To the right you see a small bed with a canopy, a day bed next to it. A dresser with family photos from the 1800's. An old dictionary and a death wreath. All the bedding is decayed but still amazing to look at.
You turn to your left and you see a table, fireplace, some more desks, and bookshelves with antique toppings. (Sorry my descriptions are so vague but it was a lot to take in…and you can just look at the picture. Or just imagine grand, rich words, old wallpaper, crown moldings and stifling heat.) Because we were a large group he had us file in past the red ropes - into the living space. I noticed out of the corner of my eye was a scull sitting innocently on a bookshelf, as if enjoying the tour. (It’s at the very left corner of the photo.) And as it sat listening intently like the rest of us John, nonchalantly turned and reached for it.
He began to tell us that before the time of film and even radio great theater actors toured around (as they do today) but in this time it was the only thing people got, so they knew their Bible versus and they knew their Shakespeare. That's it. And sometime in the 1800's, a horse thief asked before he was killed that his scull be sent to Junis Booth (that's Edwin and the Lincoln Killer's big daddy. Also a famous drunk actor in his own right.) So he, the thief's skull, could play ‘Yorick’ in future productions of Hamlet. Well, no one knows if big Papa Booth used this new prop piece but Edwin, certainly did. He even signed it when he finished the tour. Now John says to us, holding the skull as if it's nothing but a prop, "And this is it. The original skull." Then he passed it around. I tried to avoid it but it was impossible. It was like playing hop potato... and I did no want to be the one to drop it. Could you imagine? I'd have been notorious in the theater land. Banded from the Players Club before I was even a Player! No, I held that thing, which felt lighter then I imagined. A shiver went throw my spin as John also told us "Oh and Edwin died in that bed, right there." So not only am I holding some horse thief's skull but also I'm standing in a dead guys room? It's a good thing I love me some theater or I would have chucked that corpse and made a break for it. But I didn't. I smiled and tried to hand it off as quickly as possible.

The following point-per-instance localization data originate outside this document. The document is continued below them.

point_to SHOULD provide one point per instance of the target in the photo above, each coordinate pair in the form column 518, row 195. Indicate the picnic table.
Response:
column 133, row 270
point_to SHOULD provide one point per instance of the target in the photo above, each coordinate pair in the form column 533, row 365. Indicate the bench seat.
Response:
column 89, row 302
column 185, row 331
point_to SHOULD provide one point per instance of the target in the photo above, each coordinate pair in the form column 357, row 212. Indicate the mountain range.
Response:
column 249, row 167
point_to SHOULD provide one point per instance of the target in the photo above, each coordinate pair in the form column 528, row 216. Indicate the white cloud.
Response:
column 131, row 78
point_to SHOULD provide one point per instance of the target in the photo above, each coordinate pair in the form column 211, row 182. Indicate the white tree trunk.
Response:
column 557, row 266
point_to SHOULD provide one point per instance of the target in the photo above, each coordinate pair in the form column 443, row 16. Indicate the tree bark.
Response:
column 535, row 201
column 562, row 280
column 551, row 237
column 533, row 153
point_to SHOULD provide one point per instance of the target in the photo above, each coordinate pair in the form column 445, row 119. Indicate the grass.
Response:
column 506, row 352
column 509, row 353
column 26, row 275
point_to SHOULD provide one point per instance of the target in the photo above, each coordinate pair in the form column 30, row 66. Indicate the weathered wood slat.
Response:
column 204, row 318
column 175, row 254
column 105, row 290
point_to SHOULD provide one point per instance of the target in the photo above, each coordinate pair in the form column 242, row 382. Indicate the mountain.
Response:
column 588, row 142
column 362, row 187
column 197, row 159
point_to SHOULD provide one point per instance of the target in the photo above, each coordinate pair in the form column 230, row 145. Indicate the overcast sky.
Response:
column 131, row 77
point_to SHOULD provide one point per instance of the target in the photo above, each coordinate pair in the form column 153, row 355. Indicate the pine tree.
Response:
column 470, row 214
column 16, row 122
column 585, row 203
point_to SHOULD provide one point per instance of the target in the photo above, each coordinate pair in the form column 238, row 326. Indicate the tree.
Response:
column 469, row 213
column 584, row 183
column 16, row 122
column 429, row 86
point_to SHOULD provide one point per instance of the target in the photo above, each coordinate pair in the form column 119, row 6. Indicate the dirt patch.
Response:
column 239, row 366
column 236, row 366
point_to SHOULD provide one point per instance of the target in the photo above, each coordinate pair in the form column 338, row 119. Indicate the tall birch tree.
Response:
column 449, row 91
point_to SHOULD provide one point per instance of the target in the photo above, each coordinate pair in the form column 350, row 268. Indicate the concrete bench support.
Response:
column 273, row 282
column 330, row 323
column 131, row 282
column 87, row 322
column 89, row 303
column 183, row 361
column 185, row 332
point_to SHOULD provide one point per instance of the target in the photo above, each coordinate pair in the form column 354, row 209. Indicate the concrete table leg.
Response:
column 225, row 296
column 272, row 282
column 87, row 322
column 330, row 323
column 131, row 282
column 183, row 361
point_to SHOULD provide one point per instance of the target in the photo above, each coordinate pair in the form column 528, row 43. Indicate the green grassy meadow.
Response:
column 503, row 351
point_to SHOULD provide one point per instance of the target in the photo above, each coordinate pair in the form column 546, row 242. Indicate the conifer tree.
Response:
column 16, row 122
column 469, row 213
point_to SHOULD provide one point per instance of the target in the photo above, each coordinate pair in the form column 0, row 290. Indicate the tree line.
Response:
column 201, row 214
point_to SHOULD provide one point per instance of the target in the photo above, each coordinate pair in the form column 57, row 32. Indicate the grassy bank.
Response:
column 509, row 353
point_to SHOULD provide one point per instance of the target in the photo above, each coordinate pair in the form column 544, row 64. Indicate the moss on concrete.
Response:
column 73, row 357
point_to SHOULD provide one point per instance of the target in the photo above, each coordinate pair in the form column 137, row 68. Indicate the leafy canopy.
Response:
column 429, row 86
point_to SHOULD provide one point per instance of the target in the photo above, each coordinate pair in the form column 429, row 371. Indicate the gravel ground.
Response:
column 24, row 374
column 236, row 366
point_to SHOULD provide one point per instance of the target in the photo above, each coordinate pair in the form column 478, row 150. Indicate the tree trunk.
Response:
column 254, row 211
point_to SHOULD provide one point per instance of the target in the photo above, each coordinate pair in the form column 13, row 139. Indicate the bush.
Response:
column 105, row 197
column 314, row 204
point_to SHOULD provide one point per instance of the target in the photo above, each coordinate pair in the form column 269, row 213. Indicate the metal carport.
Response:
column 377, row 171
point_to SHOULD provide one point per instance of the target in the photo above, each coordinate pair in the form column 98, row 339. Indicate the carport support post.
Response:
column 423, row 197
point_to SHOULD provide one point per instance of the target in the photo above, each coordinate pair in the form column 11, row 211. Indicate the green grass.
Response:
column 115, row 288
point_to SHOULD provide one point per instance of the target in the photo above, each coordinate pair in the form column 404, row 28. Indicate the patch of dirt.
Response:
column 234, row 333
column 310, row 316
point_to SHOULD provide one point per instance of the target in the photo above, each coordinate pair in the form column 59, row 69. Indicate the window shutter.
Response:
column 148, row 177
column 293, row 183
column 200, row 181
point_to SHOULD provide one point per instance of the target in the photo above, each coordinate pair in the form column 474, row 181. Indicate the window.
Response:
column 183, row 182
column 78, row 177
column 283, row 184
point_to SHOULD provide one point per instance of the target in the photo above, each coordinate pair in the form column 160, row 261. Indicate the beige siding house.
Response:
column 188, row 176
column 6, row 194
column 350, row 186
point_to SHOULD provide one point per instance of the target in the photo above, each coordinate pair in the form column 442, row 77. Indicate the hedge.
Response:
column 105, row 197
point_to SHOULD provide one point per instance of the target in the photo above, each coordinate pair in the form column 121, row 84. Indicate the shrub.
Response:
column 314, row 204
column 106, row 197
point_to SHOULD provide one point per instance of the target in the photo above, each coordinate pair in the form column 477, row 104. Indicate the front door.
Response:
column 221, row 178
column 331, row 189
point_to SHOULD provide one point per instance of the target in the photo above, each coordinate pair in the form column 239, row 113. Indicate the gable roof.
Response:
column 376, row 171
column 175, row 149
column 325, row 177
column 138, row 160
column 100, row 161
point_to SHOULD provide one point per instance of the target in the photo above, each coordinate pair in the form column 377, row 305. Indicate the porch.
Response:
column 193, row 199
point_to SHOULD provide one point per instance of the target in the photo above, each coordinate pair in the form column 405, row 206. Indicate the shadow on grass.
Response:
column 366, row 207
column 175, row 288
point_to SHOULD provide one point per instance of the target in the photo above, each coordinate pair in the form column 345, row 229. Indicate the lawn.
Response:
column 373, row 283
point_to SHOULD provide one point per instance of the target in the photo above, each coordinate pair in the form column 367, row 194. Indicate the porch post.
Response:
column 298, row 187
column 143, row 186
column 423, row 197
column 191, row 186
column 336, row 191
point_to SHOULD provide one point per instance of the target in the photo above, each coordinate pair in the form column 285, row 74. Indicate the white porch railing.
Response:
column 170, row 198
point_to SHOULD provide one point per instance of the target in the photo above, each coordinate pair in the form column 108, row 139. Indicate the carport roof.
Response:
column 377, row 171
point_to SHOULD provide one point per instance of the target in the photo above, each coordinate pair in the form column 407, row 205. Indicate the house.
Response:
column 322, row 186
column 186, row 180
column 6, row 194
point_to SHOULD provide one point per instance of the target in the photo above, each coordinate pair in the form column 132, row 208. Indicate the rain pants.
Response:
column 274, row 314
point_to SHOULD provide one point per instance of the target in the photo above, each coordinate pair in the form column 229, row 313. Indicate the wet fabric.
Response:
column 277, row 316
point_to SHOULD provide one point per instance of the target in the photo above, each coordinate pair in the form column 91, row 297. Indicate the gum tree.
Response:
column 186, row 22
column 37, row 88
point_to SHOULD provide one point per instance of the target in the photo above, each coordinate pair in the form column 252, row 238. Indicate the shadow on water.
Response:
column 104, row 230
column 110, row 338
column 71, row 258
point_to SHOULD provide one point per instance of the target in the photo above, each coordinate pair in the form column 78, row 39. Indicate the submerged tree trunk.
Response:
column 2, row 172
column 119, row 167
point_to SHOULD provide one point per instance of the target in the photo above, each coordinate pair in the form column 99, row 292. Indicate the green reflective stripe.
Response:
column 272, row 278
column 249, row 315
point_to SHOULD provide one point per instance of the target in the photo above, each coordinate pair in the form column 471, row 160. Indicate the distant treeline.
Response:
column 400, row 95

After the tour we filed into the tiny bar. I saw Lisa Kron and a really famous old actress, with sharp pointy eyebrows (I can't remember her name) but the were chatting innocently with their drinks. Other grey hairs sat around enjoying their diner and game of pool. I looked around for a familiar face but didn't find one. Since I'm as broke as a joke I left the drink line and made my way out. The doorman looked at me surprised, "Are you leaving?" I almost felt guilty. "Yes I said," in what I felt was my tired voice. "I have to get home." Thinking I could look like a busy, important person… right? I don't think he bought it. Instead he gave me a look like he was saying "Girl, you crazy? There is some hard core networking going on in that room." Yea, that's right you can say that much with just a look. But guilty or not, I’m not a networking type of a girl. I mostly stay to the side looking awkward and boring. So why do it? Having had enough interaction for the day I headed out onto the street. The humidity and fresh air nearly knocked me on ass. I was in the real world again. If this had been a movie that town house would have decayed behind me... hidden and bored up. But it hadn't. It was still there with grey hairs moving in and out. I thought, one day I’ll be a player… but until then… well… better grow some balls and look up Johnnie's info. But first I had to wash the ‘Yorick’ from my hands.